Re: [PATCH] RFC: dma-buf: Add an API for importing and exporting sync files

From: Jason Ekstrand
Date: Tue Mar 03 2020 - 14:10:35 EST


On Thu, Feb 27, 2020 at 2:28 AM Christian KÃnig
<christian.koenig@xxxxxxx> wrote:
>
> Am 26.02.20 um 17:46 schrieb Bas Nieuwenhuizen:
> > On Wed, Feb 26, 2020 at 4:29 PM Jason Ekstrand <jason@xxxxxxxxxxxxxx> wrote:
> >> On Wed, Feb 26, 2020 at 4:05 AM Daniel Vetter <daniel@xxxxxxxx> wrote:
> >>> On Wed, Feb 26, 2020 at 10:16:05AM +0100, Christian KÃnig wrote:
> >>> [SNIP]
> >>>> Just imagine that you access some DMA-buf with a shader and that operation
> >>>> is presented as a fence on the DMA-bufs reservation object. And now you can
> >>>> go ahead and replace that fence and free up the memory.
> >>>>
> >>>> Tricking the Linux kernel into allocating page tables in that freed memory
> >>>> is trivial and that's basically it you can overwrite page tables with your
> >>>> shader and gain access to all of system memory :)
> >>>>
> >>>> What we could do is to always make sure that the added fences will complete
> >>>> later than the already existing ones, but that is also rather tricky to get
> >>>> right. I wouldn't do that if we don't have a rather big use case for this.
> >> Right. I thought about that but I'm still learning how dma_resv
> >> works. It'd be easy enough to make a fence array that contains both
> >> the old fence and the new fence and replace the old fence with that.
> >> What I don't know is the proper way to replace the exclusive fence
> >> safely. Some sort of atomic_cpxchg loop, perhaps? I presume there's
> >> some way of doing it properly because DRM drivers are doing it all the
> >> time.
>
> First of all you need to grab the lock of the dma_resv object or you
> can't replace the exclusive nor the shared ones.
>
> This way you don't need to do a atomic_cmpxchg or anything else and
> still guarantee correct ordering.

Fixed in v3.

> > I think for an exclusive fence you may need to create a fence array
> > that includes the existing exclusive and shared fences in the dma_resv
> > combined with the added fence.
>
> Yes, that at least gives us the correct synchronization.

Fixed in v2

> > However, I'm not sure what the best way is to do garbage collection on
> > that so that we don't get an impossibly list of fence arrays.
>
> Exactly yes. That's also the reason why the dma_fence_chain container I
> came up with for the sync timeline stuff has such a rather sophisticated
> garbage collection.
>
> When some of the included fences signal you need to free up the
> array/chain and make sure that the memory for the container can be reused.

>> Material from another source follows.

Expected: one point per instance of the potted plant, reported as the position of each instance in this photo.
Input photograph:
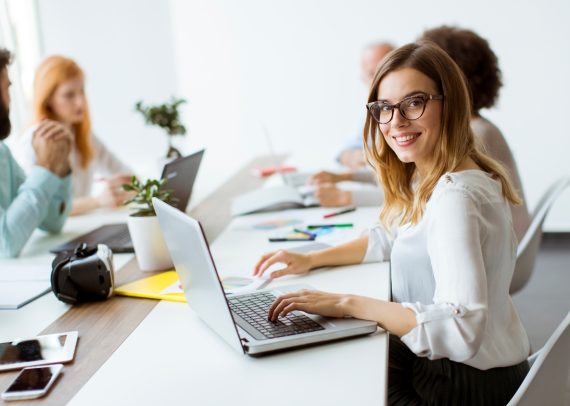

Currently (as of v2), I'm using dma_fence_array and being careful to
not bother constructing one if there's only one fence in play. Is
this insufficient? If so, maybe we should consider improving
dma_fence_array.

> > (Note
> > the dma_resv has a lock that needs to be taken before adding an
> > exclusive fence, might be useful). Some code that does a thing like
> > this is __dma_resv_make_exclusive in
> > drivers/gpu/drm/amd/amdgpu/amdgpu_dma_buf.c
>
> Wanted to move that into dma_resv.c for quite a while since there are
> quite a few other cases where we need this.

I've roughly done that. The primary difference is that my version
takes an optional additional fence to add to the array. This makes it
a bit more complicated but I think I got it mostly right.

I've also written userspace code which exercises this and it seems to
work. Hopefully, that will give a better idea of what I'm trying to
accomplish.

https://gitlab.freedesktop.org/mesa/mesa/-/merge_requests/4037

--Jason